Two groups of coelomate animals are distinguished according to the fate of the blastopore—the site of invagination of the blastula. In protostome (“first mouth”) animals (Phyla Chelicerata through Onychophora), the blastopore is the site of the mouth of the adult. In deuterostomes (Phyla Chaetognatha through Craniata), the blastopore becomes the anus—the rear end of the intestine; the mouth forms as a secondary opening at the end opposite the anus. The deuterostome phyla are thought to have common ancestors more recent than their protostome ancestors. This protostome-deuterostome divergence occurred at least 520 million years ago, as judged from the presence of both protostomes and deuterostomes in the Lower (early) Cambrian fauna. The relationship of lophophorates, for example, to either deuterostome or protostome coelomates is not established.

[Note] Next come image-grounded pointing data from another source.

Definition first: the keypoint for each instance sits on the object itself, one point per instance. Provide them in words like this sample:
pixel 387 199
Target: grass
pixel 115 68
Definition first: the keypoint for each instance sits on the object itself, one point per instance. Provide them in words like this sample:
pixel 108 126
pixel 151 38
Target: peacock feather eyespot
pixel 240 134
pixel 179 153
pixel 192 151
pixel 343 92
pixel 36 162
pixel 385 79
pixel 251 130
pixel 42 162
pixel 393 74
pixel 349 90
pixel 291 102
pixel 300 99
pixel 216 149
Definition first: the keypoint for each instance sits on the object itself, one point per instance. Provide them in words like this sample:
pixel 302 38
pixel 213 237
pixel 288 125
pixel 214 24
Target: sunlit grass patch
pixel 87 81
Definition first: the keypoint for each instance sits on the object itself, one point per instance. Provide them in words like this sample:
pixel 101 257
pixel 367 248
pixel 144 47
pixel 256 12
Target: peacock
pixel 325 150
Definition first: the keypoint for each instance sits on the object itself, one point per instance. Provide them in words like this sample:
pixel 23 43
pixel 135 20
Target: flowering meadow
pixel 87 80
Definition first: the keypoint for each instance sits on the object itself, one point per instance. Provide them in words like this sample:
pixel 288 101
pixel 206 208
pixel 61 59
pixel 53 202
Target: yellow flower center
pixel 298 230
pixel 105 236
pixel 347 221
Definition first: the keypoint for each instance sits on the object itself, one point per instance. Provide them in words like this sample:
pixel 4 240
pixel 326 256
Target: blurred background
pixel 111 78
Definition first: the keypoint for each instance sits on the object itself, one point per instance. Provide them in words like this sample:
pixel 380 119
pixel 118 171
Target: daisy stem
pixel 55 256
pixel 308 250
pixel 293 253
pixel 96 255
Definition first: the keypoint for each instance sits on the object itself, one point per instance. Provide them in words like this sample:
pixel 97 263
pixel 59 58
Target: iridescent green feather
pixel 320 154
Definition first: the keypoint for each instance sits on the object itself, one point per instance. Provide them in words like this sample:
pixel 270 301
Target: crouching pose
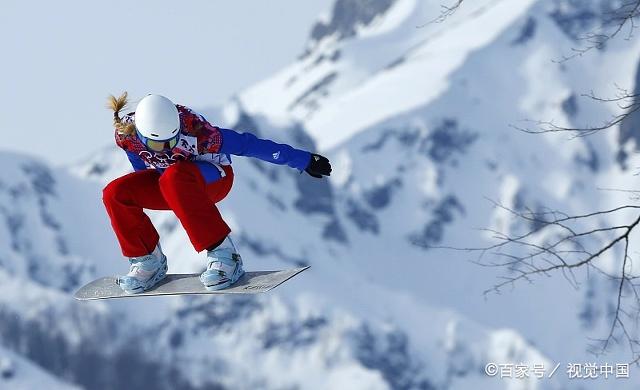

Most biologists agree that animals evolved from ancestral protoctists. Which protoctists, when, and in what sort of environments are questions that are still debated. Earl Hanson (Wesleyan University) amassed much information on the protoctist–animal connection and suggested that the question remains open. Patricia Wainright of Rutgers University (and colleagues) did the same for the fungus–animal connection. The Porifera (Phylum Porifera) evolved from the choanomonads (Class Choanomonada in Phylum Zoomastigota, including the zooflagellates), deduced from both molecular systematics (ribosomal nucleotide sequences) and details of fine structure of the cells. It is likely that the animal phyla other than poriferans, especially the eumetazoans, had different ancestors among the protoctists.